Self-supervised learning tutorial: Implementing SimCLR with pytorch lightning

In this hands-on tutorial, we will provide you with a reimplementation of SimCLR self-supervised learning method for pretraining robust feature extractors. This method is fairly general and can be applied to any vision dataset, as well as different downstream tasks.

In a previous tutorial, I wrote a bit of a background on the self-supervised learning arena. Time to get into your first project by running SimCLR on a small dataset with 100K unlabelled images called STL10.

Code is available on Github.

The SimCLR method: contrastive learning

Let $sim(u,v)$ note the dot product between 2 normalized $u$ and $v$ vectors (i.e. cosine similarity).

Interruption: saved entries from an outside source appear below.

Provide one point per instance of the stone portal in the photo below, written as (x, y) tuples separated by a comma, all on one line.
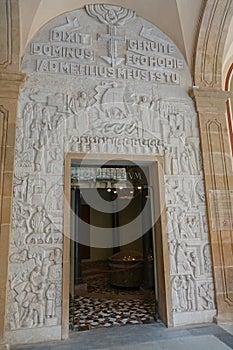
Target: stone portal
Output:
[(103, 81)]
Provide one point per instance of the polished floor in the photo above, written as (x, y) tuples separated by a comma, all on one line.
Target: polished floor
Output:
[(103, 306)]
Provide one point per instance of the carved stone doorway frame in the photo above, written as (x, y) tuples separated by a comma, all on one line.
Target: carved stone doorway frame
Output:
[(155, 164)]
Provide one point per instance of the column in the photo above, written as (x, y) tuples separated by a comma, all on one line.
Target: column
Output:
[(218, 176), (10, 82)]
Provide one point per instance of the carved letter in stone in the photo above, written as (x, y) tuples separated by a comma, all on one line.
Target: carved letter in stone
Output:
[(50, 311)]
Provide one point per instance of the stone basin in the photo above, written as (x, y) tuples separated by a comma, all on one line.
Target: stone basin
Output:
[(126, 269)]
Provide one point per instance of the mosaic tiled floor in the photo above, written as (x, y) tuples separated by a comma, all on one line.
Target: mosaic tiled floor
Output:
[(104, 306), (91, 313)]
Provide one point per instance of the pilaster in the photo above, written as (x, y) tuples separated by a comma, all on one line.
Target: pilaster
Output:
[(10, 82), (218, 174)]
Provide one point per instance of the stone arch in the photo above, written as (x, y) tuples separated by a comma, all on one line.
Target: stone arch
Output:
[(127, 98), (214, 28)]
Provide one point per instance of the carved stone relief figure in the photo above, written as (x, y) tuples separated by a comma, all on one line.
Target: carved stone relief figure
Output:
[(194, 263), (207, 259), (38, 220), (122, 115), (176, 294), (172, 250), (182, 261), (28, 117), (192, 158), (206, 294), (184, 163), (167, 161), (190, 293)]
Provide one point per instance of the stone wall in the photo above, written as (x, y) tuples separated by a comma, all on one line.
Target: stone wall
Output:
[(103, 81)]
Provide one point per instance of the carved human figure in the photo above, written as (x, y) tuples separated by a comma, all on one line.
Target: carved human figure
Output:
[(79, 106), (50, 301), (207, 259), (206, 295), (38, 159), (175, 222), (36, 307), (144, 107), (182, 262), (183, 293), (44, 128), (174, 164), (171, 191), (176, 290), (184, 163), (13, 311), (192, 158), (185, 230), (194, 228), (167, 161), (36, 277), (172, 250), (190, 293), (55, 158), (184, 198), (27, 116), (38, 219)]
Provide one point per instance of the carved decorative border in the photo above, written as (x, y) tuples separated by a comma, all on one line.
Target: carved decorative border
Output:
[(3, 136), (209, 126), (213, 31), (8, 44)]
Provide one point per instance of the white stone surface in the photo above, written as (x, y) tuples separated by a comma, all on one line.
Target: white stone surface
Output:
[(102, 80), (186, 318), (36, 335)]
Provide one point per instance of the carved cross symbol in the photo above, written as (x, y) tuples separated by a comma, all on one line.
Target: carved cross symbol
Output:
[(112, 39)]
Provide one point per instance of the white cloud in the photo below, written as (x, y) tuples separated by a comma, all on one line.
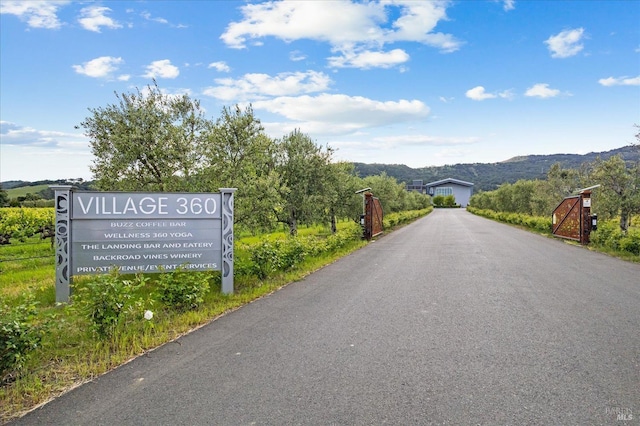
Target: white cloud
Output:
[(620, 81), (509, 5), (148, 17), (566, 43), (94, 17), (220, 66), (425, 140), (542, 90), (16, 135), (37, 14), (356, 30), (478, 93), (259, 86), (296, 56), (369, 59), (102, 67), (162, 69), (340, 114)]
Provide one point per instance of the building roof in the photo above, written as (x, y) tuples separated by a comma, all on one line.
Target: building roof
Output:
[(449, 180)]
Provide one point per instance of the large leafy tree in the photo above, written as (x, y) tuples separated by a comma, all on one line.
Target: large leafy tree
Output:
[(620, 188), (238, 154), (303, 168), (146, 141)]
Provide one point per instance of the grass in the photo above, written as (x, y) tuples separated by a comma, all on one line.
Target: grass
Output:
[(24, 190), (69, 355)]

Then the loss function for a positive pair of examples (i,j) is defined as:

\ell_{i, j}=-\log \frac{\exp \left(\operatorname{sim}\left(\boldsymbol{z}_{i}, \boldsymbol{z}_{j}\right) / \tau\right)}{\sum_{k=1}^{2 N} \mathbb{1}_{[k \neq i]} \exp \left(\operatorname{sim}\left(\boldsymbol{z}_{i}, \boldsymbol{z}_{k}\right) / \tau\right)}

where $\mathbb{1}_{[k \neq i]} \in {0,1}$ is an indicator function evaluating to 1 iff $k != i$ . For more info on that check how we are going to index the similarity matrix to get the positives and the negatives.

$\tau$ denotes a temperature parameter. The final loss is computed by summing all positive pairs and divide by $2\times N = views \times batch\_size$

There are different ways to develop contrastive loss. Here we provide you with some important info.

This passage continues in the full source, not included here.